Les pesticides sont partout. Des sols agricoles aux littoraux, tous les écosystèmes sont contaminés. Avec des impacts multiples, comme le rappelait fin 2023 une commission d’enquête parlementaire ainsi qu’une expertise scientifique collective INRAE-Ifremer en 2022 : dégradation de la qualité des eaux, déclin de la biodiversité et notamment d’espèces telles que les invertébrés terrestres et aquatiques, les oiseaux, chauve-souris ou encore les amphibiens. Cela vient renforcer le sentiment d’impuissance face à l’utilisation et aux effets de ces pesticides. Théoriquement, le plan Ecophyto doit pourtant permettre de réduire de 50 % l’utilisation des produits phytosanitaires d’ici 2030. Mais dans la pratique, le nouvel indicateur décidé en mai 2024 a nourri la controverse. Selon certains scientifiques, il pourrait provoquer une baisse purement artificielle dans le suivi des pesticides utilisés.

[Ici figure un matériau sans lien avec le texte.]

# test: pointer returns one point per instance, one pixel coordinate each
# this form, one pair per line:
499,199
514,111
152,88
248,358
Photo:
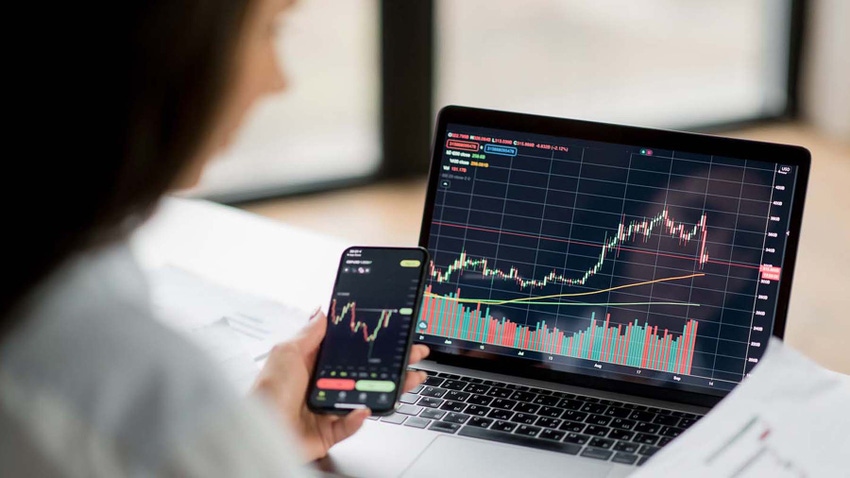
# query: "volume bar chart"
642,346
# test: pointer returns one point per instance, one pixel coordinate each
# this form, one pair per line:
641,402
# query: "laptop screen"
619,261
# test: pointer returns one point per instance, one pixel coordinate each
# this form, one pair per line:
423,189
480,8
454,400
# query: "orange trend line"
574,294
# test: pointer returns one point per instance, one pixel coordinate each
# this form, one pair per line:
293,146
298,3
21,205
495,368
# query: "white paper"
790,418
236,329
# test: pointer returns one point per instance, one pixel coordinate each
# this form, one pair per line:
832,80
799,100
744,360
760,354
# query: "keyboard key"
477,410
445,427
417,422
552,434
548,422
624,458
454,385
503,403
479,400
645,439
515,439
642,416
617,412
576,438
597,453
572,427
457,396
601,442
622,424
408,398
524,418
522,396
432,392
453,417
643,427
526,407
596,430
574,416
476,388
598,420
596,408
500,414
570,404
503,426
498,392
409,409
626,447
647,450
671,432
552,412
395,419
432,413
453,406
620,434
433,381
667,420
430,402
686,422
480,422
527,430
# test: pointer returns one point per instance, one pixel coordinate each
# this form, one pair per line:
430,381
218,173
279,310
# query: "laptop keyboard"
597,428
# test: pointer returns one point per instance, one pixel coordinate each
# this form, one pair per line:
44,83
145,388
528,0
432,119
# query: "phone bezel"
316,408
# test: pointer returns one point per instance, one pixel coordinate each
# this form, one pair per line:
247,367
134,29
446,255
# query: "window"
662,63
325,127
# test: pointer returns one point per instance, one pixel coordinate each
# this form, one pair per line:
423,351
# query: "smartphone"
375,302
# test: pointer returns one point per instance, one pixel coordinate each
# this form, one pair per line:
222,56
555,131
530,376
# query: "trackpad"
449,456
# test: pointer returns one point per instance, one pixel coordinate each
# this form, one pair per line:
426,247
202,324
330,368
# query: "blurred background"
345,150
367,77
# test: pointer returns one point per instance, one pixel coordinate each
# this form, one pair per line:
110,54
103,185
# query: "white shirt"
92,385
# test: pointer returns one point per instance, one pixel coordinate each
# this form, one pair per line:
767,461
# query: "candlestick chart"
597,257
380,320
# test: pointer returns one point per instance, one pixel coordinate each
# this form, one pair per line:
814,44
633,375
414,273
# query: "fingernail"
315,313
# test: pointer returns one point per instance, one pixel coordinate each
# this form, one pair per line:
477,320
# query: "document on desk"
237,329
790,418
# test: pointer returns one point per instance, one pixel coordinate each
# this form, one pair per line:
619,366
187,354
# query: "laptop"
593,291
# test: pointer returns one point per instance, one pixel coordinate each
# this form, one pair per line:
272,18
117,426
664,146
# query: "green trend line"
625,232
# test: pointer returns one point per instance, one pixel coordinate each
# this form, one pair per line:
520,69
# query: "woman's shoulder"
89,352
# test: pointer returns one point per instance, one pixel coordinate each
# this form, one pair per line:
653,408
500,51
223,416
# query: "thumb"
311,335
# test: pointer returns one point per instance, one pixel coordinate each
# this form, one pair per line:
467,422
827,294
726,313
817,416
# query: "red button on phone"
335,384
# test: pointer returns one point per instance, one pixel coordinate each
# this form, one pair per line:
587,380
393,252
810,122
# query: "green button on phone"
374,386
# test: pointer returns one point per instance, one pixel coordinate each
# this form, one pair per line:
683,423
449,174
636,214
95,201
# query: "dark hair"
128,107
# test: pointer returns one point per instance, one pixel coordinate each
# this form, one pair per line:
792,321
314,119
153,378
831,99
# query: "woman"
90,384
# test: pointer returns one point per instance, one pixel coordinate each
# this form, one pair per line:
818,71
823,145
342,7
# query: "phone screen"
375,300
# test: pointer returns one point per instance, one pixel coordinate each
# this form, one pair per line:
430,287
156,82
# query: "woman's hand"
285,378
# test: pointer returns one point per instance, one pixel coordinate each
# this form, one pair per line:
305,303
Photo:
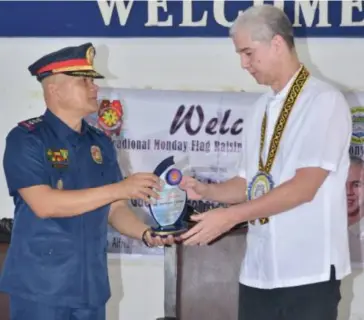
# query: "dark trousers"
22,309
318,301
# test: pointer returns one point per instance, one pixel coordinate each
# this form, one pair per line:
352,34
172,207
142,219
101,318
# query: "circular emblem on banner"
60,184
261,184
90,55
174,177
357,138
96,154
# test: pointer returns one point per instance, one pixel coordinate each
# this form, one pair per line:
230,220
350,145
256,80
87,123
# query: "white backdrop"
149,119
204,130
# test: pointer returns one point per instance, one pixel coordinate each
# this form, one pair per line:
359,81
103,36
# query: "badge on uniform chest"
58,158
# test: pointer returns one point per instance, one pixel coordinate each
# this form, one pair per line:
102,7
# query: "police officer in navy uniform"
66,184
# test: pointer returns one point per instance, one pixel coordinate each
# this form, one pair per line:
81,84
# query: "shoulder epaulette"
31,124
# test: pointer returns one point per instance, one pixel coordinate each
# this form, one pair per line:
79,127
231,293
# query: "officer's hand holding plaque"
169,209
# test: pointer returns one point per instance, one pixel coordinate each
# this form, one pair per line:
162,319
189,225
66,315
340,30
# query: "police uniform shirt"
58,261
298,247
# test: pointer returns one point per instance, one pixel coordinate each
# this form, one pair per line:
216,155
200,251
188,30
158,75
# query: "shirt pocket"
63,179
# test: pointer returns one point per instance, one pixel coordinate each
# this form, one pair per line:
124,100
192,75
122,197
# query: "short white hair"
263,23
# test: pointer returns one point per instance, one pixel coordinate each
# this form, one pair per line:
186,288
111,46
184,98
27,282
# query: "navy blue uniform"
58,262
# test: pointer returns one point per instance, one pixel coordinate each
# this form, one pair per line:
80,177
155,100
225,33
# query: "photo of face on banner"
355,203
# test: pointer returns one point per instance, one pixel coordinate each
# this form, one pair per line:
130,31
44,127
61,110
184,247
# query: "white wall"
182,64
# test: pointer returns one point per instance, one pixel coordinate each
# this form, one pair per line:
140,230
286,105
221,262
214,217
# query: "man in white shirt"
293,175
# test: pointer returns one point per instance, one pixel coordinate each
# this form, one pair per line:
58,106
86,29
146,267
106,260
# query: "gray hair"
264,22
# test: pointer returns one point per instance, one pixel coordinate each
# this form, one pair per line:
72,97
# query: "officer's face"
80,94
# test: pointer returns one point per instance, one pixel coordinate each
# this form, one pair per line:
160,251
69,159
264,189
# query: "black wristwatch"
143,238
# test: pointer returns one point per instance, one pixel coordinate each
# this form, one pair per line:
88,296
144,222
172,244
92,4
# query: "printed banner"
202,131
172,18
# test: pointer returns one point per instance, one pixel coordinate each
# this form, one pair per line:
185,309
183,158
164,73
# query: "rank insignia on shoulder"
58,158
31,124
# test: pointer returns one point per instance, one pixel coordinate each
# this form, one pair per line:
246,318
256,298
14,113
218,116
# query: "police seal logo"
261,184
96,154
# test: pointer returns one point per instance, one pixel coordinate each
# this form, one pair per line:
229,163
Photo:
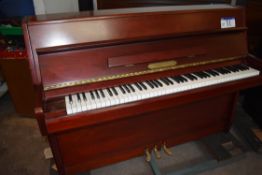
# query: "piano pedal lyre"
157,153
148,155
167,150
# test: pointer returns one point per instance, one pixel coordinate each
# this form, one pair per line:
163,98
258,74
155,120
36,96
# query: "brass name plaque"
162,64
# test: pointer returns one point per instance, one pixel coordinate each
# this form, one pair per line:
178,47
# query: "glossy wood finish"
254,23
18,78
105,44
113,4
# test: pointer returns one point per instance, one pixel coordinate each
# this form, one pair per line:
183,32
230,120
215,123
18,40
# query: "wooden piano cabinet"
18,77
98,145
113,4
98,50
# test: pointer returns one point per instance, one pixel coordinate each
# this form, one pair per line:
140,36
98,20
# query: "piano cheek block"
96,146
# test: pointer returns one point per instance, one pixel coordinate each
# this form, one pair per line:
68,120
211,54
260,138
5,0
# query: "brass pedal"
157,153
148,155
167,150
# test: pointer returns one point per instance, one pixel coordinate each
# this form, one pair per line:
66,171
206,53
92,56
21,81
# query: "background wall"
55,6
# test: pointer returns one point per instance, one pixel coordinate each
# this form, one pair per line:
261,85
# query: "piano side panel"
97,145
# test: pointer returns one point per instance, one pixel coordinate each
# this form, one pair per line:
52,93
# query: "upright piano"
112,85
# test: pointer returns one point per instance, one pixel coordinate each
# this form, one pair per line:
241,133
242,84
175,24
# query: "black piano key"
176,79
138,86
102,93
84,96
243,67
164,81
149,84
193,76
114,91
97,94
219,70
169,81
199,75
126,88
158,82
143,86
109,92
122,89
213,73
237,67
131,87
70,98
231,68
225,70
153,83
203,74
92,95
190,77
78,97
183,79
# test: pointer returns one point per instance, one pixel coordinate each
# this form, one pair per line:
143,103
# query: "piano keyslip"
126,93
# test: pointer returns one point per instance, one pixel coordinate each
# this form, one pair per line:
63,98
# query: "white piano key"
122,98
83,102
68,105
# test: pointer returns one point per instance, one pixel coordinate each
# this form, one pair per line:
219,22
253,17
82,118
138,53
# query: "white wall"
55,6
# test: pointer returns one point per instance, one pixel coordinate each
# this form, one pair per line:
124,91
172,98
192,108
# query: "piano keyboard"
126,93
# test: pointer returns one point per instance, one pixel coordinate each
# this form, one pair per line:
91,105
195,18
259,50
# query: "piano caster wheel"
167,150
157,153
148,155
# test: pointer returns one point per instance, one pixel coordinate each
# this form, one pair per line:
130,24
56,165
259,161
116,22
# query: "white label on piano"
228,22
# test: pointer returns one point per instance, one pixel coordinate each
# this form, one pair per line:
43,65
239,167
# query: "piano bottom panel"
98,145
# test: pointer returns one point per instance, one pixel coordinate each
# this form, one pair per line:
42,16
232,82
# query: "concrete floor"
21,152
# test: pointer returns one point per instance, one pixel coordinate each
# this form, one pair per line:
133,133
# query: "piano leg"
86,148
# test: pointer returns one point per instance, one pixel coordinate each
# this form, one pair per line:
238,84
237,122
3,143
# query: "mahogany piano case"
112,85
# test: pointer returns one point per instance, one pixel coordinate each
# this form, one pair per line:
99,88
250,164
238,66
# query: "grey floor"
21,152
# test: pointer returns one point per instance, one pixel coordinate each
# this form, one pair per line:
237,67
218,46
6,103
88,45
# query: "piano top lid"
124,11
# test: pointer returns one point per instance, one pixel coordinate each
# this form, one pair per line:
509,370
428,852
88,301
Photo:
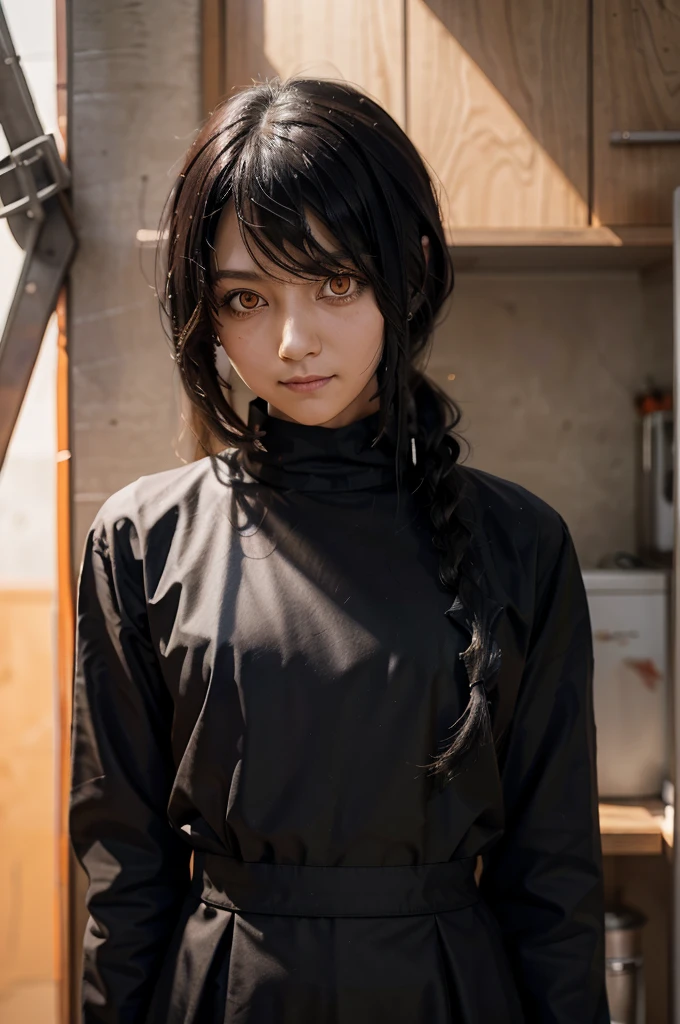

Parmi les espèces touchées par ces pollutions, on retrouve également les mollusques, et en particulier les populations d’huîtres creuses (Crassostrea gigas), qui constituent l’une des principales ressources aquacoles dans le monde. Et cela alors que les bassins de production d’huîtres sont particulièrement concernés par la pollution chimique du fait de leur proximité avec les bassins versants. En France, des pesticides sont régulièrement détectés dans les zones de production conchylicole où le renouvellement de la production repose en partie sur le recrutement naturel des larves, comme dans les bassins de Marennes Oléron ou d’Arcachon. Pour mieux comprendre les effets de la contamination côtière par les pesticides sur les organismes invertébrés tels que l’huître creuse, nous avons participé à un projet de recherche au long cours. Et les résultats sont sans appel : l’exposition aux pesticides affecte la reproduction des huîtres et certains des effets délétères sont retardés chez les générations suivantes.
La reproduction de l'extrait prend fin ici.